After a brief space, a rapt look came into his face. He turned, and gazed expectantly at the door.
No one coming forth, he entered, and, with a loving smile, crossed to Lora's bed.
"Sweetheart ... my white flower ... come. It is so beautiful. Pharais has opened to us at last. I can see the steps gleaming gold within the yellow shine of the sun. Beyond, I saw a mist of waving wings. Come, Lora.... Come!"
Cold and white was she as the snow. Alastair bent, kissed her lips, but was so wrought by his vision that he did not notice the chill of them, nor see the blue shadow in the pallor of the face.
"Ah, mÙirnean, mo mÙirnean, see, I will carry you," he murmured suddenly.
He stooped, lifted the beautiful dead body he had loved so well, and, staggering beneath the weight, half carried, half dragged it to the snow-slope beyond the door. Gently he placed Lora down. Then, going for and returning with a deer-skin, laid her upon it, and sat down beside her.
For a brief while, he waited patiently for her awakening. Then his eyes wandered again, now fixed upon the majesty of the sea, reaching intolerably grand from endless horizons to horizons without end; now upon the immense dome of the sky, where, amid the deepest blue, high in the north-west the moon turned a disc of pale gold out of an almost imperceptible flush, and confronted the flashing, blazing sunfire that, in the south-east, moved swiftly upward.

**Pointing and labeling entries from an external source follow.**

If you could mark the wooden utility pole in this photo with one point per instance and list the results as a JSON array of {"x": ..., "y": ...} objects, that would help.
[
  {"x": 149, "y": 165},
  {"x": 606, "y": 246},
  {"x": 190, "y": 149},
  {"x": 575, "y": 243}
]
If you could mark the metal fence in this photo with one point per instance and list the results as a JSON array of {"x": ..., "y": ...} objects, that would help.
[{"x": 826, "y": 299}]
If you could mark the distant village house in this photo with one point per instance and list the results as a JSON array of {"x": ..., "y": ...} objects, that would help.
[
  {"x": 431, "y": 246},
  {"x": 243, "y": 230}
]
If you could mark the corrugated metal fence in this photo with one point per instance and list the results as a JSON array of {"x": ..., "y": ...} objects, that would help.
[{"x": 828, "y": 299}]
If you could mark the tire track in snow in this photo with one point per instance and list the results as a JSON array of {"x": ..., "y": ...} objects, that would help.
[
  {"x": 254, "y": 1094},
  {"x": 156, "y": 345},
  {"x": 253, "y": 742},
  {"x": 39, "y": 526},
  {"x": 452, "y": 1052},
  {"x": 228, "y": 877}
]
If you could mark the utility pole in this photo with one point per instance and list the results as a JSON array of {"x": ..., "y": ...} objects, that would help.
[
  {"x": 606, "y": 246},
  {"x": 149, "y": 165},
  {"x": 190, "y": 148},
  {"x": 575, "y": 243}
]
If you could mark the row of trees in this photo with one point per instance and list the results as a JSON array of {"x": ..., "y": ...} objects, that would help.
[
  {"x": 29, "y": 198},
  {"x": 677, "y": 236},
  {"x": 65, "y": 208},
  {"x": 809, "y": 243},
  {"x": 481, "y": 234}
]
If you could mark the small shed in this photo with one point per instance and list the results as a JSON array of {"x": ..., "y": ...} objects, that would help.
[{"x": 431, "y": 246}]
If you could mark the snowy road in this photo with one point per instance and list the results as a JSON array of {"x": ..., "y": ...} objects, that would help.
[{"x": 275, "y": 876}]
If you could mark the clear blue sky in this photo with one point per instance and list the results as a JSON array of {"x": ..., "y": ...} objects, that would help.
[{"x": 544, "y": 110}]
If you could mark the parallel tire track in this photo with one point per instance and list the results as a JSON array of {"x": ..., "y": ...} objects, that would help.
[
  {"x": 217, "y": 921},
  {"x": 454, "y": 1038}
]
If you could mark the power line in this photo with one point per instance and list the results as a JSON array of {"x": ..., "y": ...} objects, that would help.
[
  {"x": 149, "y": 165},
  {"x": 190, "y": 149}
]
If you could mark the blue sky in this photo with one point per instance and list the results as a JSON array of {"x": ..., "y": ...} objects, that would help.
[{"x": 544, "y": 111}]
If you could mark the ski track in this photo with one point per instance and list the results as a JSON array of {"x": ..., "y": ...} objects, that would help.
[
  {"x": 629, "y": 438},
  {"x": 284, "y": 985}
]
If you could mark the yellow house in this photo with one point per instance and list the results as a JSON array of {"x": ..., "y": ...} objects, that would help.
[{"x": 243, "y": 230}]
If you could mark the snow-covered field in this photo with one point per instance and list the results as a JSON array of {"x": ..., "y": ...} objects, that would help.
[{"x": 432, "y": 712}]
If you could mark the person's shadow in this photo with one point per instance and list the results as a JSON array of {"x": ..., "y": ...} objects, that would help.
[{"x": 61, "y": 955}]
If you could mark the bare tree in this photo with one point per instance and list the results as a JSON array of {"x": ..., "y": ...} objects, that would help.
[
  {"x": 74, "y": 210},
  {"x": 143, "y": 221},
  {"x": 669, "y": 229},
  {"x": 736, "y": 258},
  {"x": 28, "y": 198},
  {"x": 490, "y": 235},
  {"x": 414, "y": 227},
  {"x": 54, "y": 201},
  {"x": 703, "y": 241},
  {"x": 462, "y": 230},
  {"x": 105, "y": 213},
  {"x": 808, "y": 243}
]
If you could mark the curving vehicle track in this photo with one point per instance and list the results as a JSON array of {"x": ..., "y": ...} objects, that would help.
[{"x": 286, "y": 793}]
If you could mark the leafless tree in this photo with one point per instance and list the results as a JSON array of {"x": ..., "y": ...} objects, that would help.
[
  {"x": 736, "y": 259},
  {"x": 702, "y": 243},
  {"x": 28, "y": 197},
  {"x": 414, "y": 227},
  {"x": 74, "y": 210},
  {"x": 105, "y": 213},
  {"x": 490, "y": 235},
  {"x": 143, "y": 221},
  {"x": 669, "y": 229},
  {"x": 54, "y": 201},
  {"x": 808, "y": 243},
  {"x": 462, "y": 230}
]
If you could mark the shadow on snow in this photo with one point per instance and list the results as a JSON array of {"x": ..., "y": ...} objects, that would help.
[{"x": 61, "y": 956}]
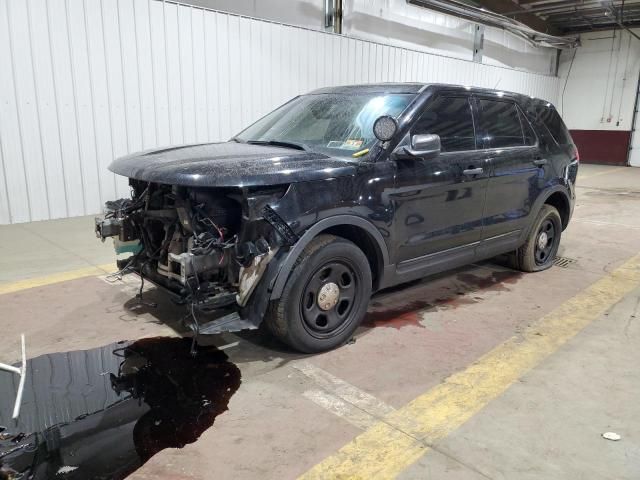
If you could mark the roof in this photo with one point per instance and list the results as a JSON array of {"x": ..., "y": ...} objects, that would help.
[
  {"x": 413, "y": 88},
  {"x": 373, "y": 88}
]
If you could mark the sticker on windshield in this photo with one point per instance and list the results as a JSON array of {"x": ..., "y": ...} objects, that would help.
[
  {"x": 353, "y": 143},
  {"x": 349, "y": 144}
]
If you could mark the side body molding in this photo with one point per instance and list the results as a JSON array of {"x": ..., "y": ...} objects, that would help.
[{"x": 313, "y": 231}]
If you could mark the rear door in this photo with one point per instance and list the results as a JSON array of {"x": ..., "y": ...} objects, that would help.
[
  {"x": 516, "y": 171},
  {"x": 439, "y": 201}
]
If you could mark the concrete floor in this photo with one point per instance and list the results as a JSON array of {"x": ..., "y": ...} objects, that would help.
[{"x": 292, "y": 412}]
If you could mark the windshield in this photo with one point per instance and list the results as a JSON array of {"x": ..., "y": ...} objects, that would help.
[{"x": 334, "y": 124}]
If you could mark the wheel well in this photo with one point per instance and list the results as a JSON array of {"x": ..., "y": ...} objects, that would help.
[
  {"x": 364, "y": 242},
  {"x": 560, "y": 202}
]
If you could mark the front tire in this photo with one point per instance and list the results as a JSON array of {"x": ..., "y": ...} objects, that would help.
[
  {"x": 325, "y": 297},
  {"x": 541, "y": 247}
]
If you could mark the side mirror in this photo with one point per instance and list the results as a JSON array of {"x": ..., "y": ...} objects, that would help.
[{"x": 426, "y": 145}]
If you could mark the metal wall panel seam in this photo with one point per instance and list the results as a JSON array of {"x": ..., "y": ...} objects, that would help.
[
  {"x": 37, "y": 98},
  {"x": 153, "y": 77},
  {"x": 93, "y": 102},
  {"x": 4, "y": 180},
  {"x": 57, "y": 108},
  {"x": 17, "y": 98},
  {"x": 75, "y": 105},
  {"x": 345, "y": 36},
  {"x": 181, "y": 76},
  {"x": 124, "y": 82},
  {"x": 205, "y": 39},
  {"x": 166, "y": 67},
  {"x": 137, "y": 55}
]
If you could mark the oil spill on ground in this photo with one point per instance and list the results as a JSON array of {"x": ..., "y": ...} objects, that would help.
[
  {"x": 402, "y": 309},
  {"x": 397, "y": 318},
  {"x": 496, "y": 282},
  {"x": 104, "y": 412}
]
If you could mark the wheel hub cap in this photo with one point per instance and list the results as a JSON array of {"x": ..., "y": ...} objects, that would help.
[
  {"x": 328, "y": 296},
  {"x": 542, "y": 240}
]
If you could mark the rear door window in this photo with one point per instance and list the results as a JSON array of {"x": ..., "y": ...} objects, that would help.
[
  {"x": 529, "y": 134},
  {"x": 451, "y": 119},
  {"x": 500, "y": 124}
]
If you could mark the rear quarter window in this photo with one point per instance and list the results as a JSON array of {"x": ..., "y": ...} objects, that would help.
[{"x": 551, "y": 119}]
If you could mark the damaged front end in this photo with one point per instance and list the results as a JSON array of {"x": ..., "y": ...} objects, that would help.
[{"x": 210, "y": 248}]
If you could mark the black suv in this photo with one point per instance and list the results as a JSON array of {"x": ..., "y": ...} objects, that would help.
[{"x": 339, "y": 193}]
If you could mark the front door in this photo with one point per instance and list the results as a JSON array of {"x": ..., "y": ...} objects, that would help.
[
  {"x": 439, "y": 201},
  {"x": 517, "y": 170}
]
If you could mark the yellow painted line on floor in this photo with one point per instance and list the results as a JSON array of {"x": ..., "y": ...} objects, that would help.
[
  {"x": 10, "y": 287},
  {"x": 392, "y": 445},
  {"x": 605, "y": 172}
]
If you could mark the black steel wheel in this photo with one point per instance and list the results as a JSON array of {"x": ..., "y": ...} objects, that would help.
[
  {"x": 328, "y": 298},
  {"x": 541, "y": 246},
  {"x": 545, "y": 242},
  {"x": 325, "y": 297}
]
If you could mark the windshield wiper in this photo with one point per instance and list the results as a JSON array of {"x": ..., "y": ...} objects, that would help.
[{"x": 278, "y": 143}]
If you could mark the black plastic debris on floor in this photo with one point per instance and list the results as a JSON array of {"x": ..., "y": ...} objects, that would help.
[{"x": 104, "y": 412}]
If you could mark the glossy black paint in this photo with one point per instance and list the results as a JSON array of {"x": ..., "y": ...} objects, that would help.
[
  {"x": 418, "y": 215},
  {"x": 230, "y": 164}
]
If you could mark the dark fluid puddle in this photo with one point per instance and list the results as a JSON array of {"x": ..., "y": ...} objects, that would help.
[
  {"x": 104, "y": 412},
  {"x": 402, "y": 308}
]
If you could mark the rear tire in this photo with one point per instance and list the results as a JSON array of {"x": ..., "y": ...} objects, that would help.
[
  {"x": 541, "y": 247},
  {"x": 325, "y": 297}
]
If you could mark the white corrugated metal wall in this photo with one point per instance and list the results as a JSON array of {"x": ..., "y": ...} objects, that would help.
[{"x": 84, "y": 81}]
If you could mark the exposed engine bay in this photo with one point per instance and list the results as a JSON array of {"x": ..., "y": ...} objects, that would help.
[{"x": 208, "y": 247}]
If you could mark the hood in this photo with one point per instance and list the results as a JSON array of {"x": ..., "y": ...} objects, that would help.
[{"x": 230, "y": 164}]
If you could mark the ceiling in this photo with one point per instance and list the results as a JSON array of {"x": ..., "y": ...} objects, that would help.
[{"x": 559, "y": 17}]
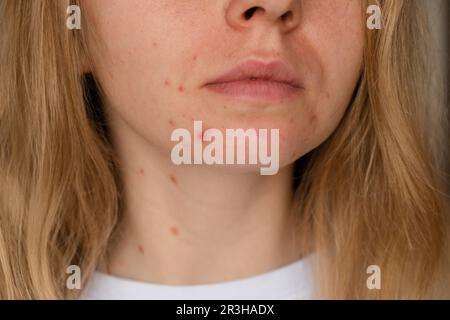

Suddenly he leaned forward; his lips parted; his eyes agleam with the inner flame that consumed him.
"Lora ... Lora, my fawn," he whispered. "Look! The gates are opening! Dear, all is well at the last. God has given me back to you. My trouble is healed. Speak to me, dear; too great is my happiness!"
No sound: no movement of the hands: no stir of the closed eyelids.
"Lora!"
It was strange. But he would be patient.
Idly he watched a small, grey snow-cloud passing low above the island.
A warm breath reached the heart of it, and set the myriad wings astir. Down, straight down above the isle and for a few fathoms beyond it, they fluttered waveringly.
The fall was like a veil suspended over Ithona: a veil so thin, so transparent, that the sky was visible through it as an azure dusk; and beneath it, the sea as a blue-flowing lawn whereover its skirts trailed; while behind it, the rising sunfire was a shimmer of amber-yellow that made every falling flake glisten like burnished gold. The wind was utterly still; the sky cloudless, but for that thin, evanishing veil of dropping gold.
The sea lay breathing in a deep calm all around the isle. But, from its heart that never slumbers, rose as of yore, and for ever, a rumour as of muffled prophesyings, a Voice of Awe, a Voice of Dread.